The state Democratic Party also launched a website, TrumpGillespie2017.com, after Tuesday’s primary linking Gillespie to the president.

Stewart criticized Gillespie as “Establishment Ed” during the GOP primary and said he was insufficiently supportive of Trump. But despite Stewart’s criticisms, Gillespie’s out-and-out breaks with Trump during his primary campaign have been rare. (He did criticize Trump last fall, after the Access Hollywood tape showed the then-GOP presidential nominee bragging about sexually assaulting women.)

Gillespie said Trump’s travel ban was smart, once you factored out “misinformation and media hysteria.” Trump’s decision to leave the Paris accord? “We can protect our environment while ensuring that we don’t act in a manner that hurts job creation in the Commonwealth,” he said.

At the same time, Gillespie hasn’t been subtle about differentiating himself from Trump in smaller ways.

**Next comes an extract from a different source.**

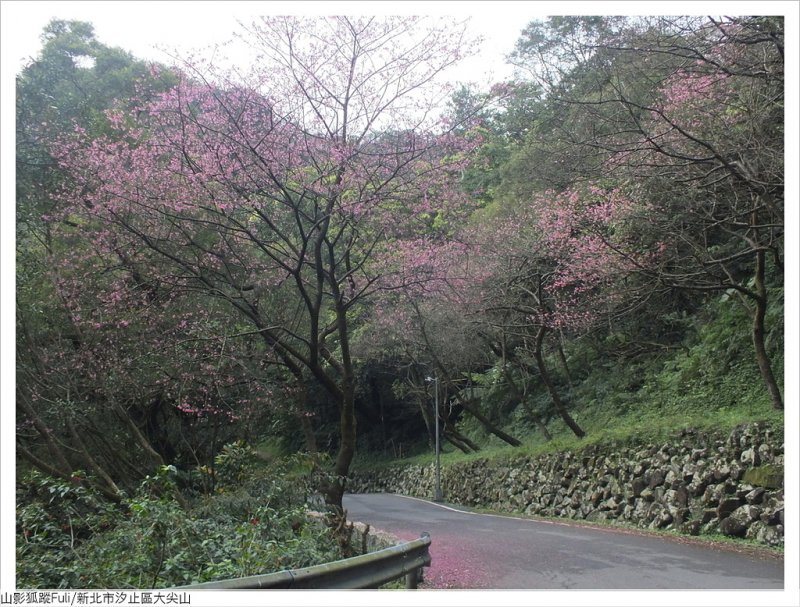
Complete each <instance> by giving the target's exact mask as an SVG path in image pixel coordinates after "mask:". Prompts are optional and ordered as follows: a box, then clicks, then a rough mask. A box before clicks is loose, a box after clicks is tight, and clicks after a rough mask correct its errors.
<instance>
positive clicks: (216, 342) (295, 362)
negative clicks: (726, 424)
mask: <svg viewBox="0 0 800 607" xmlns="http://www.w3.org/2000/svg"><path fill="white" fill-rule="evenodd" d="M243 35H244V36H245V37H246V38H247V39H248V40H249V42H250V44H252V46H253V47H254V48H256V49H257V50H258V52H259V53H260V55H261V57H262V59H261V60H260V61H259V62H258V64H256V65H253V66H248V69H246V70H245V69H243V70H241V71H240V73H239V74H237V75H236V77H235V78H234V76H233V75H232V74H231V73H229V72H227V71H225V70H223V69H221V68H220V66H215V65H214V64H213V63H212V64H208V63H193V62H191V61H189V60H186V61H184V62H183V63H182V64H178V65H169V66H168V65H158V64H153V63H147V62H144V61H141V60H139V59H137V58H135V57H133V56H132V55H130V54H129V53H127V52H125V51H123V50H121V49H118V48H114V47H112V46H107V45H106V43H105V42H104V41H102V42H101V41H100V40H98V39H97V37H96V36H95V33H94V30H93V28H92V26H91V25H90V24H88V23H83V22H75V21H53V22H51V23H50V24H49V25H48V27H47V28H46V29H45V32H44V34H43V41H44V46H43V48H42V51H41V54H40V55H39V56H38V57H37V58H36V59H35V60H34V61H33V62H32V63H30V64H29V65H28V66H27V67H26V68H25V69H24V70H23V71H22V72H21V73H20V74H19V76H18V77H17V82H16V84H17V99H16V141H17V147H16V163H17V165H16V175H17V189H16V262H17V266H16V269H17V276H16V334H17V359H16V363H17V366H16V382H17V386H16V390H17V393H16V407H17V412H16V421H17V425H16V452H17V466H18V477H19V478H20V479H25V478H28V479H29V481H28V484H27V485H25V482H24V481H23V484H22V485H21V486H19V487H18V500H21V501H22V503H26V504H28V505H29V506H30V505H33V504H36V503H37V500H38V499H39V498H40V496H39V497H37V495H38V494H37V490H34V489H33V488H32V487H39V491H41V490H43V489H42V487H45V484H43V483H44V482H45V481H42V480H41V479H42V475H44V477H46V478H48V479H51V482H54V483H62V484H65V485H64V486H74V487H80V488H81V490H83V491H87V492H90V493H91V494H92V495H93V496H94V495H96V496H97V499H98V500H101V501H102V502H103V503H107V504H111V508H117V509H123V510H124V509H125V508H130V504H131V503H133V502H132V500H134V498H133V497H132V496H135V495H137V491H140V490H141V487H142V486H143V483H145V484H146V485H147V487H149V489H148V491H149V492H150V494H151V495H158V496H162V497H163V496H165V495H166V496H169V499H170V500H174V503H175V504H177V506H176V507H177V508H182V509H190V508H192V507H194V505H195V503H196V501H197V500H198V499H201V498H202V496H204V495H205V496H207V495H210V494H213V493H214V491H215V490H217V489H218V488H219V487H226V486H229V485H231V481H232V478H233V477H228V478H226V477H225V476H224V474H233V475H234V476H235V474H237V473H238V472H236V470H234V471H233V472H232V471H231V465H230V464H229V463H228V462H230V461H231V457H233V456H231V454H232V453H234V454H236V453H242V452H248V451H247V450H248V449H250V447H249V446H254V445H258V444H260V443H262V442H263V441H265V440H267V439H269V440H271V441H273V442H276V443H280V445H281V447H282V449H283V451H284V452H285V453H294V454H297V453H304V454H307V456H308V458H309V459H308V462H310V463H309V466H310V468H309V470H312V469H313V473H310V472H309V477H308V478H309V479H311V480H309V482H310V483H311V484H312V485H313V491H312V493H317V494H319V495H321V496H322V499H323V500H324V502H325V504H326V505H327V507H328V508H329V509H330V510H331V511H332V512H333V513H334V514H335V516H336V517H339V521H340V523H341V519H342V518H343V517H344V516H345V513H344V512H343V511H342V496H343V494H344V492H345V491H347V480H348V476H349V475H350V474H351V471H352V465H353V462H354V458H357V457H358V456H359V455H363V454H369V453H381V454H382V455H386V454H387V453H389V452H391V453H392V454H394V455H397V454H399V453H400V452H401V451H402V447H401V445H403V444H405V445H406V448H407V449H413V448H415V447H419V448H423V449H426V448H427V445H428V443H429V441H431V440H432V438H433V436H434V430H435V426H434V424H435V423H436V420H440V423H441V428H440V430H441V432H442V436H443V439H444V440H445V441H446V443H447V445H448V447H452V448H453V449H456V450H458V451H463V452H475V451H479V450H480V449H481V448H482V444H481V442H482V441H484V442H485V441H488V440H492V441H497V442H499V443H502V444H504V445H510V446H516V447H518V446H520V445H523V444H525V443H528V442H530V441H534V442H546V441H548V440H550V439H551V437H552V435H553V434H554V433H559V432H561V431H562V430H566V431H567V432H568V433H569V434H571V435H573V436H574V437H577V438H581V439H582V438H584V437H587V436H588V435H590V433H591V432H593V431H594V430H593V427H590V424H589V425H587V424H588V422H586V423H585V422H584V421H582V420H590V419H592V416H593V415H598V414H601V413H602V414H603V415H604V416H606V418H614V417H615V416H618V417H622V416H623V415H625V414H627V412H628V411H629V410H630V409H635V408H636V407H637V403H636V402H635V400H636V397H635V396H632V395H635V394H637V390H640V389H643V390H644V388H646V387H647V386H648V385H650V384H652V383H653V382H655V381H656V380H654V379H653V378H655V377H661V378H662V379H663V378H671V379H664V381H663V384H662V386H664V391H665V393H669V390H670V389H672V388H670V382H673V383H674V386H673V387H675V386H677V385H678V384H680V385H681V386H682V389H683V390H688V391H695V392H696V393H697V394H701V393H702V394H706V392H704V391H706V390H710V388H709V386H710V385H712V384H716V386H717V387H719V386H723V385H724V386H728V385H729V384H727V383H725V382H727V381H729V379H730V381H734V379H735V381H740V382H741V384H742V385H744V384H746V385H747V391H746V392H743V391H739V393H738V394H737V395H735V396H731V394H730V393H728V392H726V391H724V390H718V391H717V394H716V396H714V394H713V392H712V397H711V400H710V401H709V400H708V399H707V398H705V397H704V399H703V400H704V402H706V403H707V405H706V406H707V407H708V414H709V416H710V415H712V414H713V411H714V410H716V409H717V408H718V407H728V406H731V405H732V402H733V400H736V399H739V398H741V399H748V406H751V405H752V406H755V407H756V408H759V407H760V409H759V411H760V412H762V413H764V414H775V412H782V410H783V407H784V396H783V343H784V341H783V281H784V260H785V251H784V246H785V243H784V230H785V227H784V171H785V169H784V134H785V133H784V120H783V116H784V110H785V108H784V24H783V19H782V18H781V17H758V16H753V17H724V18H722V17H721V18H713V17H702V18H700V17H675V18H667V17H653V18H623V17H550V18H547V19H543V20H541V21H536V22H532V23H530V24H528V25H527V26H525V27H524V29H522V30H521V32H520V36H519V39H518V40H517V42H516V46H515V48H514V51H513V53H512V54H511V55H510V57H509V61H510V62H511V63H512V64H513V65H514V66H516V68H517V69H516V77H515V79H513V80H511V81H507V82H497V83H492V84H491V86H488V87H486V89H485V90H480V89H478V88H475V87H468V86H462V85H455V86H454V85H449V84H446V83H445V82H444V81H443V80H442V79H441V78H440V77H439V76H440V74H441V73H443V72H444V71H446V69H447V68H448V67H449V66H451V65H455V64H457V63H458V61H459V60H460V59H461V58H462V57H463V56H464V54H465V53H468V52H469V46H468V40H467V38H466V37H465V30H464V26H463V24H462V23H460V22H459V21H457V20H454V19H445V18H439V19H433V18H422V17H419V18H417V17H409V18H406V17H389V18H375V17H361V18H355V17H353V18H351V17H331V18H325V19H322V18H310V17H309V18H300V17H297V18H290V17H280V18H278V17H270V18H263V19H262V20H260V21H258V22H256V23H255V24H253V25H252V26H251V27H250V28H248V29H247V30H246V31H244V32H243ZM709 335H711V337H709ZM704 340H706V341H707V342H708V343H707V345H706V347H707V350H703V351H702V352H701V351H700V350H698V349H697V345H698V344H702V343H703V342H704ZM708 340H710V341H708ZM708 344H710V345H708ZM709 352H713V353H714V354H711V355H710V356H709V355H708V353H709ZM681 356H683V358H680V357H681ZM712 359H713V360H712ZM600 373H602V374H603V376H604V378H605V379H604V380H603V382H605V383H603V382H601V383H598V382H597V381H596V379H597V377H598V375H595V374H600ZM659 373H661V374H662V375H658V374H659ZM434 378H435V380H436V381H435V382H434V381H432V380H433V379H434ZM589 378H594V379H592V381H591V382H590V381H588V380H589ZM676 378H677V379H676ZM720 378H727V379H725V380H724V381H723V380H722V379H720ZM731 378H733V379H731ZM659 381H660V380H659ZM648 382H650V384H649V383H648ZM601 384H602V386H603V387H602V389H603V390H606V392H604V393H603V394H601V393H600V392H601V387H600V386H601ZM730 385H731V386H732V385H734V384H730ZM736 385H739V384H736ZM651 387H652V386H651ZM434 389H435V390H437V391H438V393H437V394H436V395H434V394H433V390H434ZM648 389H649V388H648ZM676 389H677V388H676ZM725 390H727V388H725ZM735 391H736V390H734V389H731V391H730V392H735ZM642 394H644V392H642ZM642 398H643V397H642ZM648 398H649V397H648ZM731 399H733V400H731ZM722 400H724V401H725V402H721V401H722ZM659 402H661V401H659ZM664 402H666V401H664ZM737 402H738V401H736V402H733V404H734V405H736V403H737ZM434 403H435V405H434ZM434 406H438V407H439V409H437V410H435V411H434V409H433V407H434ZM648 406H649V405H648ZM654 406H656V407H659V406H663V407H664V408H665V411H666V408H667V405H666V404H663V405H654ZM670 406H671V405H670ZM770 412H772V413H770ZM490 437H491V438H490ZM226 466H227V467H226ZM234 468H235V466H234ZM237 470H238V469H237ZM247 470H249V472H248V473H250V474H255V473H254V472H253V471H252V469H249V468H242V469H241V470H240V471H244V472H247ZM223 472H224V474H223ZM244 472H243V473H244ZM26 475H27V476H26ZM30 475H34V478H36V479H39V480H37V481H36V482H35V483H34V482H33V481H30ZM239 478H241V477H239ZM155 479H160V480H158V481H156V480H155ZM37 483H38V484H37ZM233 484H234V485H235V483H233ZM156 485H157V488H154V487H156ZM76 499H77V498H76ZM80 499H81V500H85V499H88V498H85V497H80ZM92 499H94V498H92ZM78 501H80V500H78ZM76 503H77V502H76ZM98 503H99V502H98ZM137 503H138V502H137ZM80 507H81V508H84V510H85V509H89V510H92V512H94V515H96V516H97V517H100V518H96V519H92V520H93V521H94V522H93V523H92V524H93V525H94V524H95V523H96V524H97V526H98V528H99V526H101V522H98V521H101V519H102V516H101V515H100V514H98V513H99V512H101V510H102V509H98V508H99V507H98V506H96V504H93V505H91V506H87V505H86V504H83V505H82V506H80ZM26 512H27V514H26V516H28V517H29V518H28V519H26V520H28V522H27V523H25V524H23V525H22V526H21V527H20V529H18V532H19V533H20V534H22V536H23V537H24V538H30V537H31V536H32V534H34V535H35V529H38V527H36V525H35V524H34V523H33V522H31V521H35V519H36V514H35V513H34V512H33V510H31V509H28V510H26ZM102 512H106V511H105V510H102ZM40 514H41V513H40ZM94 515H93V516H94ZM103 516H105V514H104V515H103ZM165 516H166V515H165ZM170 516H177V515H175V513H174V512H172V514H170ZM109 517H111V515H109ZM111 518H113V517H111ZM111 518H109V519H108V520H111ZM102 520H106V519H102ZM165 520H167V519H165ZM170 520H172V519H170ZM37 524H38V523H37ZM108 524H109V525H111V523H110V522H109V523H108ZM26 525H27V526H26ZM32 530H33V531H32ZM84 533H85V534H86V537H89V536H92V535H93V534H96V533H98V529H96V528H91V529H89V528H87V529H85V530H84ZM26 534H27V535H26ZM27 541H28V540H27V539H24V540H23V546H24V542H27ZM31 541H32V540H31ZM48 541H49V540H48ZM19 545H20V543H19V541H18V546H19ZM27 549H28V550H33V549H32V548H27ZM157 577H158V576H157V575H156V578H157ZM154 580H155V578H154Z"/></svg>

His campaign’s advertising has emphasized Gillespie’s working-class and immigrant roots (his parents owned a small grocery store and his father was born in Ireland). Gillespie also released versions of his ads in Spanish and Korean, continuing his outreach to minority groups. And it’d be difficult to mistake Gillespie’s traditional GOP talking points for Trump’s populist bombast.

The broader game plan matches what every candidate in a tough national political environment looks for. “It’s not a big secret,” said a Republican with ties to the Gillespie campaign. “It’s not sexy. We have to focus on Virginia.”

The problem with a Virginia focus is that the electorate often looks as much to D.C. as it does to Richmond. In 2013, the race spun in response to the federal government shutdown and problems with the rollout of Healthcare.gov. “The lion’s share of the swing voters in Virginia are in the D.C. media market,” Anderson noted. “And those voters are the most susceptible to the national environment.”

Gillespie’s television advertising in the primary avoided social issues, mostly focusing instead on his major policy proposal: an across-the-board income tax cut. And Gillespie's ads consistently ended with him promising to be “governor for all Virginians.”

His strategy was on display the week before the primary, when he campaigned in heavily Democratic Arlington County at a start-up coffee company, Commonwealth Joe.

He met with the store’s owners to discuss how to improve the state’s business climate and shook hands with a few of the store’s customers. But he pointedly declined to address how Trump could affect his campaign over the next five months.

“I’m going to keep the focus on the policies that resonate with the people of Virginia,” Gillespie said.